2. The IDRA provides as follows:(a) Affirmative defense.-It is an affirmative defense to a prosecution under any Federal statute that, at the time of the commission of the acts constituting the offense, the defendant, as a result of a severe mental disease or defect, was unable to appreciate the nature and quality or the wrongfulness of his acts. Mental disease or defect does not otherwise constitute a defense.(b) Burden of proof.-The defendant has the burden of proving the defense of insanity by clear and convincing evidence.
3. The earliest formulation of the insanity defense had its origins in M'Naghten's case, 10 Clark & Fin. 200, 210, 8 Eng.Rep. 718, 722 (H.L. 1843), which held that, to satisfy the requirements for a successful insanity defense,it must be clearly proved that, at the time of the committing of the act, the party accused was labouring under such a defect of reason, from disease of the mind, as not to know the nature and quality of the act he was doing; or, if he did know it, that he did not know he was doing what was wrong.The M'Naghten rule, or so-called “right-wrong” test, was the prevailing rule for more than a century, during which time it was supplemented in several jurisdictions by a test that permitted acquittal when a defendant was driven by an “irresistible impulse” to commit an offense. United States v. Torniero, 735 F.2d 725, 729 (2d Cir.1984), cert. denied, 469 U.S. 1110, 105 S.Ct. 788, 83 L.Ed.2d 782 (1985). In 1954, the District of Columbia Circuit attempted to modernize the insanity defense rules by holding that “an accused is not criminally responsible if his unlawful act was the product of mental disease or mental defect.” Durham v. United States, 214 F.2d 862, 874-75 (D.C.Cir.1954) (footnote omitted). That rule, however, was subsequently overruled, United States v. Brawner, 471 F.2d 969 (D.C.Cir.1972) (en banc), in favor of the rule espoused by the American Law Institute that a “person is not responsible for criminal conduct if at the time of such conduct as a result of mental disease or defect he lacks substantial capacity either to appreciate the criminality of his conduct or to conform his conduct to the requirements of the law.” Model Penal Code § 4.01(1) (Final Draft 1962) (quoted in United States v.
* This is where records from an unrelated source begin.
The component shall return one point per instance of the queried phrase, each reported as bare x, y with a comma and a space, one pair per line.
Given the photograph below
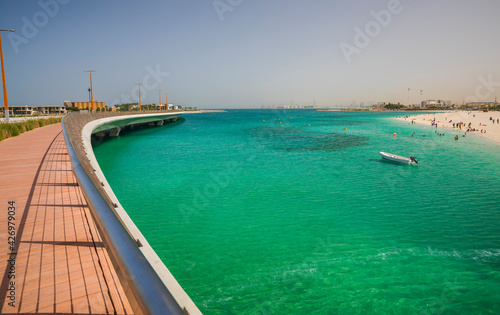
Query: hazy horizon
249, 54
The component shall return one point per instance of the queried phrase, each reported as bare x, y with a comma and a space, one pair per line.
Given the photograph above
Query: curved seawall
148, 283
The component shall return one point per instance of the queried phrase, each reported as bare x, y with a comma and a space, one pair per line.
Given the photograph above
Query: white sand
479, 121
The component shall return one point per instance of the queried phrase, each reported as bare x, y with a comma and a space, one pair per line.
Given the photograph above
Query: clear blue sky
249, 53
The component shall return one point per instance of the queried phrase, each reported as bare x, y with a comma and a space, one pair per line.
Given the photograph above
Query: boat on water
399, 159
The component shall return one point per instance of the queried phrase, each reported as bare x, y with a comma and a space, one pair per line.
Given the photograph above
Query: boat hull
396, 158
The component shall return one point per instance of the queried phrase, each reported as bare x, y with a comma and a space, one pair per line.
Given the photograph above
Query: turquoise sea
256, 212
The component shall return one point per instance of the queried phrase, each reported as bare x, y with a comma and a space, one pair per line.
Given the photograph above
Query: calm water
254, 216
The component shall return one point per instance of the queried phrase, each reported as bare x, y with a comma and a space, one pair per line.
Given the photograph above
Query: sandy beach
480, 121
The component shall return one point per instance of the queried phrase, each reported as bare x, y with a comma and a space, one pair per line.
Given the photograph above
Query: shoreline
479, 122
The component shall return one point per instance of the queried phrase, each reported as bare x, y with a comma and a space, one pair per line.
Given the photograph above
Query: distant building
435, 103
85, 105
37, 110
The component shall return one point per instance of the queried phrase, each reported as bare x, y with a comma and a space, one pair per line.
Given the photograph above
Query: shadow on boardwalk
61, 265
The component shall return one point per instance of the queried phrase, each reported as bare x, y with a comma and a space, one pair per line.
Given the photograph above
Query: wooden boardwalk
59, 265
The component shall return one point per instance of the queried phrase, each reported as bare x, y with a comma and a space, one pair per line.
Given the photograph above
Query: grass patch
8, 130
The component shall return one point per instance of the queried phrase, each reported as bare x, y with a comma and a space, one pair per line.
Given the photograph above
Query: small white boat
399, 159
Hansen, 701 F.2d 1078, 1080 n. 3 (2d Cir.1983)). Under all of the pre-IDRA standards, once a defendant raised the issue of insanity, the government had the burden of disproving the defense beyond a reasonable doubt. S.Rep. No. 225, 98th Cong., 1st Sess. 222, 224 (1983), reprinted in 1984 U.S.C.C.A.N. 3182, 3407.
4. Garcia did not, however, confine his request for rebuttal argument to the insanity defense issue.